Вьяса, объясняя сутру Патанджали о клешах, приводит такое сравнение: подобно тому, как наука о лечении болезней включает четыре раздела: болезнь, причина болезни, исцеление и лекарства, — писание йоги тоже состоит из четырёх разделов, а именно: круговорот (сансара), причина его, освобождение и средства освобождения.

Необходимость и благотворность нравственных основ йоги можно рассматривать с точки зрения избывания этих «мучений» (клеша).

Физиологические исследования показали, что эмоции возникают не только при достижении того или иного результата действия, но и до него, при оценке возможного успеха или провала. Они могут включиться в подсознании и оказать решающее влияние на человеческие действия. Поэтому даже лишь представив последствия своих действий, идущих против его совести, человек начинает на психофизиологическом уровне страдать.

Возможно, вы не раз замечали, что какое-то важное дело совсем не обязательно получается лучше, если вы заранее так и сяк обдумываете и раскладываете его. И, казалось бы, всё рассчитав, учтя все возможные помехи, представив все возможные последствия и выгоды, вы вдруг обнаруживаете, что действовать вам не хочется, а когда действие становится неизбежным, вы оказываетесь усталым, вялым, тупым. И вполне вам посильное дело оказывается непосильным.

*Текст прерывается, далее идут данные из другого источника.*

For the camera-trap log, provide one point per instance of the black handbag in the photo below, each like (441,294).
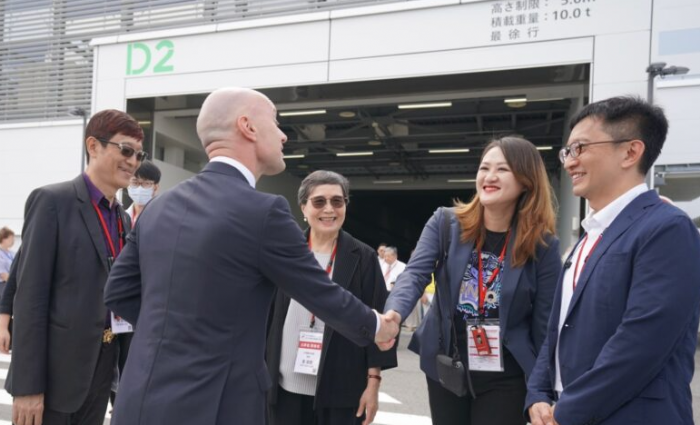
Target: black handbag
(452,373)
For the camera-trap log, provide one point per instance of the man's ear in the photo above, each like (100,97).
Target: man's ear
(91,146)
(245,126)
(633,154)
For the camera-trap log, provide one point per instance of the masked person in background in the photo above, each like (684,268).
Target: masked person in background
(142,188)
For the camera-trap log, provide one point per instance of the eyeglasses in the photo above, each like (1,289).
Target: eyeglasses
(146,184)
(127,151)
(336,202)
(575,149)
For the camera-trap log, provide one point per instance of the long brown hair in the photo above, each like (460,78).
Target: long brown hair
(535,215)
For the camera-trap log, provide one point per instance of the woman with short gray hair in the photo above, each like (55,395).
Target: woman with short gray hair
(335,382)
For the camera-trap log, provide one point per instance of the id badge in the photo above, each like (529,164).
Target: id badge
(309,352)
(120,326)
(484,348)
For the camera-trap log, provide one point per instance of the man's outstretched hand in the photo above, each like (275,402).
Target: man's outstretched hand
(388,330)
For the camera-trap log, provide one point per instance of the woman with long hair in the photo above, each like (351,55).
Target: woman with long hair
(491,311)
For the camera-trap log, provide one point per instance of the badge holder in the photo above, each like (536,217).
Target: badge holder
(308,359)
(484,348)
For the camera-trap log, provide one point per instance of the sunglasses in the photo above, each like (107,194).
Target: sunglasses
(320,202)
(127,151)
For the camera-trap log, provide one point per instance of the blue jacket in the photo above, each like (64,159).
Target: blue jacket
(526,295)
(628,343)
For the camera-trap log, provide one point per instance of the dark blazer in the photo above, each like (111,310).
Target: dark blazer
(628,343)
(59,315)
(526,295)
(197,278)
(342,376)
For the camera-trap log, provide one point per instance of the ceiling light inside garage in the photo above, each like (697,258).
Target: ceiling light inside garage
(301,113)
(425,105)
(516,102)
(354,153)
(448,150)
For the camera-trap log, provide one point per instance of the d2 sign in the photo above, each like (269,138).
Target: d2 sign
(139,57)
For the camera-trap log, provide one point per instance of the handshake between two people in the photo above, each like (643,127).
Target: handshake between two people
(389,326)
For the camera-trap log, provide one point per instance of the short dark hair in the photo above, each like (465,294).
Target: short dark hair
(148,171)
(630,117)
(108,123)
(5,233)
(321,177)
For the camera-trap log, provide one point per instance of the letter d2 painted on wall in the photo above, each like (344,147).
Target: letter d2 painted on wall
(138,58)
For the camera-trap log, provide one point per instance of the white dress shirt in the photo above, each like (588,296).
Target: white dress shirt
(595,224)
(392,271)
(237,165)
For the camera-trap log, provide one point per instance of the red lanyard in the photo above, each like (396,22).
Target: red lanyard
(329,268)
(578,259)
(120,230)
(482,286)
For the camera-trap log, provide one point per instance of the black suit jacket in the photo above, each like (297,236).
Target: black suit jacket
(59,314)
(197,279)
(342,375)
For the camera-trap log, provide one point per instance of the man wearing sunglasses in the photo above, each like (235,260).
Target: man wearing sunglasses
(623,331)
(199,273)
(63,350)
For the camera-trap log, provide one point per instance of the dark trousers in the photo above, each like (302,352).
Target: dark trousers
(500,404)
(92,412)
(298,409)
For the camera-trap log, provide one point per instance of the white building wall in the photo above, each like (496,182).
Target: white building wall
(35,155)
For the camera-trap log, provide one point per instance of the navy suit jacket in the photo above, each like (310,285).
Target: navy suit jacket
(628,343)
(526,295)
(197,278)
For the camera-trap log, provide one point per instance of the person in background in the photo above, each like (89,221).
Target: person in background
(63,354)
(342,386)
(622,337)
(198,275)
(7,240)
(503,265)
(380,253)
(142,188)
(392,267)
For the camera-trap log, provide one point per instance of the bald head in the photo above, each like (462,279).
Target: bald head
(222,109)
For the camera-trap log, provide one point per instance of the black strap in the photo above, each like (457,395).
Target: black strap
(441,266)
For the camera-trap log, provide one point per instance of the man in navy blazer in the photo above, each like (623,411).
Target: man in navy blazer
(623,332)
(198,274)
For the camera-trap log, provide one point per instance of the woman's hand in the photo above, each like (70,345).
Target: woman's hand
(369,402)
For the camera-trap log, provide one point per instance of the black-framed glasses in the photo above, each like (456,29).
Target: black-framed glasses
(336,202)
(575,149)
(146,184)
(127,151)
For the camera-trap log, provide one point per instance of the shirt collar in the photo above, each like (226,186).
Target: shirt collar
(597,221)
(237,165)
(96,195)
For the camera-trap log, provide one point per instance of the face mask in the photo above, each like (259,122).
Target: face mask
(140,195)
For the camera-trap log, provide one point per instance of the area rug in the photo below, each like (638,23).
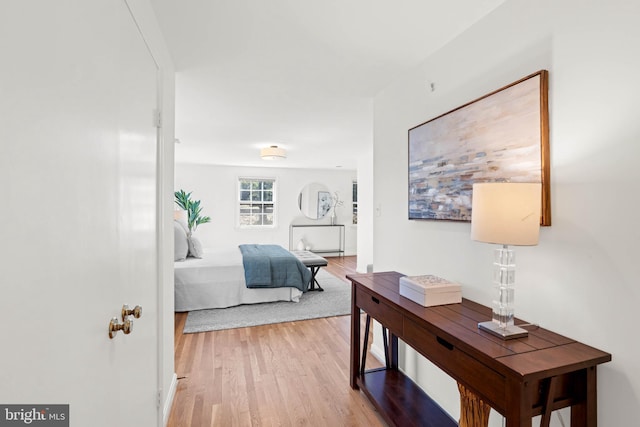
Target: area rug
(334,301)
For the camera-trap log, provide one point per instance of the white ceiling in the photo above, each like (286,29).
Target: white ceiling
(299,74)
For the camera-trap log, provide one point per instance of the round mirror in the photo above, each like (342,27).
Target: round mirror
(314,200)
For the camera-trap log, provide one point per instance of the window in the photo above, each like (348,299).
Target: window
(354,198)
(256,202)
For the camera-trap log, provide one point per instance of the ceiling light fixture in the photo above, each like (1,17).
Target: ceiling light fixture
(273,153)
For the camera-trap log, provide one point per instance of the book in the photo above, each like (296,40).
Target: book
(429,290)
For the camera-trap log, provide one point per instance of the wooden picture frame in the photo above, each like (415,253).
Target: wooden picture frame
(500,137)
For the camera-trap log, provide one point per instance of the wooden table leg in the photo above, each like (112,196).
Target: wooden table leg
(473,411)
(355,342)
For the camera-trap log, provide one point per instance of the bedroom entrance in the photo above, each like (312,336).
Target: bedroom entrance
(271,373)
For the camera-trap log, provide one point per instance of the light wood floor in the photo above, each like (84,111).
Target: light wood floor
(287,374)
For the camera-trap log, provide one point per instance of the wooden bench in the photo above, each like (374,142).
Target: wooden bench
(314,262)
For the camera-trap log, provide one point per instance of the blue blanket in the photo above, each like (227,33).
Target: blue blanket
(272,266)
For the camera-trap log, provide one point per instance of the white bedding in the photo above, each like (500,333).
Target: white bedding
(217,281)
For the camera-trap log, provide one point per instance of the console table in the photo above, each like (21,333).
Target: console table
(519,378)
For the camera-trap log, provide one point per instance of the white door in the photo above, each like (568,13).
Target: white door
(78,213)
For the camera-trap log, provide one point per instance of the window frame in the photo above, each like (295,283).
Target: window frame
(239,203)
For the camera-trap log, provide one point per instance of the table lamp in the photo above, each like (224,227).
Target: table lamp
(507,214)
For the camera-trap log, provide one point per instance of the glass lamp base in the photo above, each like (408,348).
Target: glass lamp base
(506,333)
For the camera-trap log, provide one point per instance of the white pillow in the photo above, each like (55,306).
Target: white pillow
(195,247)
(181,245)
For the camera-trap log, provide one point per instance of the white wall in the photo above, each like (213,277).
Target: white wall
(581,280)
(146,20)
(216,187)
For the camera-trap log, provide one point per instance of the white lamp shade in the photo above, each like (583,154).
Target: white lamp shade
(272,153)
(506,213)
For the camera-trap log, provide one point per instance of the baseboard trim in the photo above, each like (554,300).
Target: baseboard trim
(377,352)
(168,403)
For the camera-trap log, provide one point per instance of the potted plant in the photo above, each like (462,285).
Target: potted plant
(193,210)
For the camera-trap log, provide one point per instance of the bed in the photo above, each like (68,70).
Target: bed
(217,280)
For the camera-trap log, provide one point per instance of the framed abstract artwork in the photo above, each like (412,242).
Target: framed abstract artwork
(500,137)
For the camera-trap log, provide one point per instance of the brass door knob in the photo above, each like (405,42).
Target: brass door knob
(115,326)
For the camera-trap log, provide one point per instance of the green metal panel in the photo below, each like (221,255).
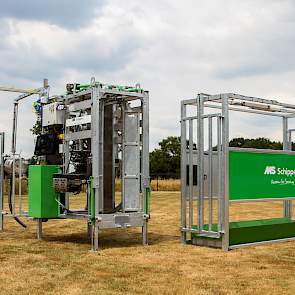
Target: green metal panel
(251,231)
(243,232)
(42,197)
(255,175)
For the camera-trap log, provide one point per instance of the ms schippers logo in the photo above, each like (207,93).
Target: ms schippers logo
(270,170)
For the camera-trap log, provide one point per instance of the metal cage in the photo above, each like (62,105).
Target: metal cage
(205,152)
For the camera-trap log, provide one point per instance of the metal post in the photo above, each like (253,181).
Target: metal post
(1,181)
(210,174)
(287,205)
(200,105)
(13,151)
(39,229)
(20,184)
(145,165)
(225,176)
(191,177)
(183,173)
(95,150)
(219,164)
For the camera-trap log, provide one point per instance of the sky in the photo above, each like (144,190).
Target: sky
(175,49)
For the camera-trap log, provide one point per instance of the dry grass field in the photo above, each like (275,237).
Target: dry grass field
(63,264)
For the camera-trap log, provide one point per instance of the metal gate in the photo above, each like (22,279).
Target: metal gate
(203,171)
(1,178)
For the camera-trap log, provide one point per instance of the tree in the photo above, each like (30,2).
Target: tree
(165,161)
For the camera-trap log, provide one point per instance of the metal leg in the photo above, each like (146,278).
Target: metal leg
(94,236)
(145,233)
(39,229)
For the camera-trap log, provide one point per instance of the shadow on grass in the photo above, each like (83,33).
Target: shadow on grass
(111,239)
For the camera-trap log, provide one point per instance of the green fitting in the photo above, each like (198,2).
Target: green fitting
(92,203)
(147,201)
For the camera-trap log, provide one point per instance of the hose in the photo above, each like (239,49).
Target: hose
(10,204)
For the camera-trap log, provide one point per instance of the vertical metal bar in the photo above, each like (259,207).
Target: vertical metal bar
(101,156)
(287,205)
(13,151)
(200,164)
(191,162)
(66,158)
(183,173)
(39,229)
(20,185)
(210,173)
(145,165)
(1,180)
(219,181)
(95,150)
(123,157)
(225,176)
(95,130)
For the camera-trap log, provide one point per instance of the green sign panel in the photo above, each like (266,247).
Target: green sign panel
(255,175)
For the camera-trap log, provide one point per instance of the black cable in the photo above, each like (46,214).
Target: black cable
(10,204)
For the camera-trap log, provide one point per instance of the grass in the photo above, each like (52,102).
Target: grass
(63,264)
(158,185)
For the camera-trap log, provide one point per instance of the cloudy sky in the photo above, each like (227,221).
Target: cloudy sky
(174,49)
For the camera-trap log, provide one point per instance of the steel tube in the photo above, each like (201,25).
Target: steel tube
(191,188)
(183,172)
(210,174)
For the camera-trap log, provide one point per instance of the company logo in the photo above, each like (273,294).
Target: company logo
(273,170)
(270,170)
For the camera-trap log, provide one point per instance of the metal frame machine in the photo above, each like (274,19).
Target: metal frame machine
(214,175)
(90,136)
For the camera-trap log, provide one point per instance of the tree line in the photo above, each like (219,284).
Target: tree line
(165,160)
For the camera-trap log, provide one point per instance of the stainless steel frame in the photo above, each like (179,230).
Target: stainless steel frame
(212,189)
(92,102)
(2,139)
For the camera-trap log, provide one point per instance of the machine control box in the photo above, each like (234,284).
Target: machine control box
(53,114)
(42,197)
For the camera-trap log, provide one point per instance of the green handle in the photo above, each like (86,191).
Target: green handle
(92,203)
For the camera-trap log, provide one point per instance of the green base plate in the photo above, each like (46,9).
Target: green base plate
(252,231)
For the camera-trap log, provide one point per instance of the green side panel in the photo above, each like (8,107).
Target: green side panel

Так трусами нас делает раздумье,

И так решимости природный цвет

Хиреет под налётом мысли бледной.

Шекспир

 

А иногда, когда вы отчаянно-храбро, лихо и весело, наобум, не загадывая наперёд, бросаетесь на неприступное дело, успех и удача вдруг сопутствуют вам даже, казалось бы, в безнадёжном положении.

Такие явления свидетельствуют о том, что многие наши размышления — это волнения и колебания ума, подобные помехам и треску в приёмнике, мешающим слышать нужную речь и музыку. Ум постоянно волнуется из-за хлопот, тревог, сует, забот. Часто пустые раздумья — признак сомнений, страха перед неведомыми опасностями, принятием решения и ответственности за него. Ум — не самое важное, выше над ним — состояние вдохновения, наития, и беспокойство ума мешает его достичь. И силы, растраченной на бестолковое и бесплодное размышление, в нужный миг не хватает на действие.

К.Г. Юнг в своих работах на тему «Йога и Запад» сделал очень тонкое наблюдение: индийцы не мыслят в европейском смысле этого слова, а, скорее, наблюдают за мыслью. Это особенность каждой культуры, которой удалось сохранить непрерывность развития с первобытных времён.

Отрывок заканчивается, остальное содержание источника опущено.